Estos comentarios, que surgen del trabajo clínico cotidiano, distan de
agotar el campo de fenómenos que podrían ser incluidos entre los casos
problemáticos en clínica con niños, pero ilustran un aspecto a tener en cuenta
en cada uno de ellos. Se trata del nivel de organización, en cuanto a
complejidad y estabilidad, que ha alcanzado el sistema representacional, pues
de él depende la capacidad de mantener vigente el proceso psíquico. En un
terreno muy alejado dentro de las configuraciones psicopatológicas, como es el
de los trastornos severos del desarrollo, la investigación mostró el papel de la
fragilidad representacional en las manifestaciones del autismo más severo
(Calzetta, 2007) Por su parte, los trabajos de Andre Green (1990), Botella
(2003) y otros exploran las problemáticas de la desinvestidura, en relación con
el narcisismo de muerte, y de las deficiencias de los sistemas
representacionales en casos fronterizos. Esta dimensión de la labor analítica
merece continuar siendo investigada en el terreno de la clínica con niños.

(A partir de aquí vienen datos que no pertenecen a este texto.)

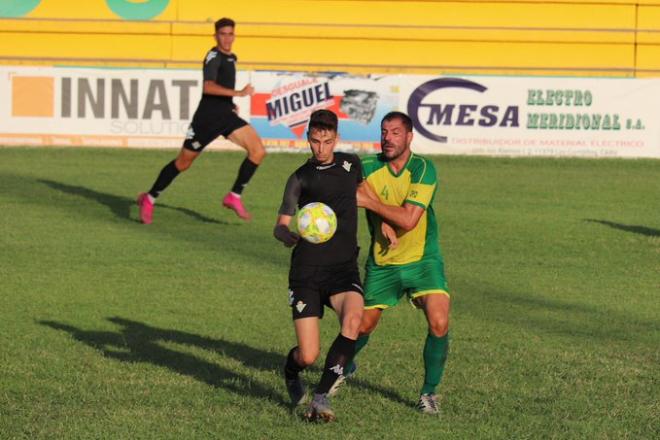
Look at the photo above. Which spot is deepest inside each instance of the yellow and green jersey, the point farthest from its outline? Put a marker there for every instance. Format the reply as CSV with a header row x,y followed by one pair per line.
x,y
416,184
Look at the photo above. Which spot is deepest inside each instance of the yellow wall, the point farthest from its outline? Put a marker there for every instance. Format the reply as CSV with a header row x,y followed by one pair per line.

Referencias bibliográficas

American Psychiatric Association: (1996) DSM-IV, Masson, México.


Botella, C. y S.: (2003) La figurabilidad psíquica. Amorrortu, Buenos
Aires.
Calzetta, J.J.: (2007) Representación y trauma en el autismo. XIV
Anuario de investigaciones, Facultad de Psicología, Universidad de Buenos
Aires.
Calzetta, J.J.: (2012) Niños ¿rebeldes? Actualidad Psicológica, Año
XXXVII, Nº 405, Buenos Aires.
Green, A.: (1990) De locuras privadas. Amorrortu, Buenos Aires
Green, A.: (1996) La metapsicología revisitada. Eudeba, Buenos Aires.
Pelento, M.L.: (2002) La educación como efecto visible de las
vicisitudes, contradicciones y malestares de la cultura. Cuestiones de Infancia,
Revista de Psicoanálisis con Niños, V. 6, Buenos Aires.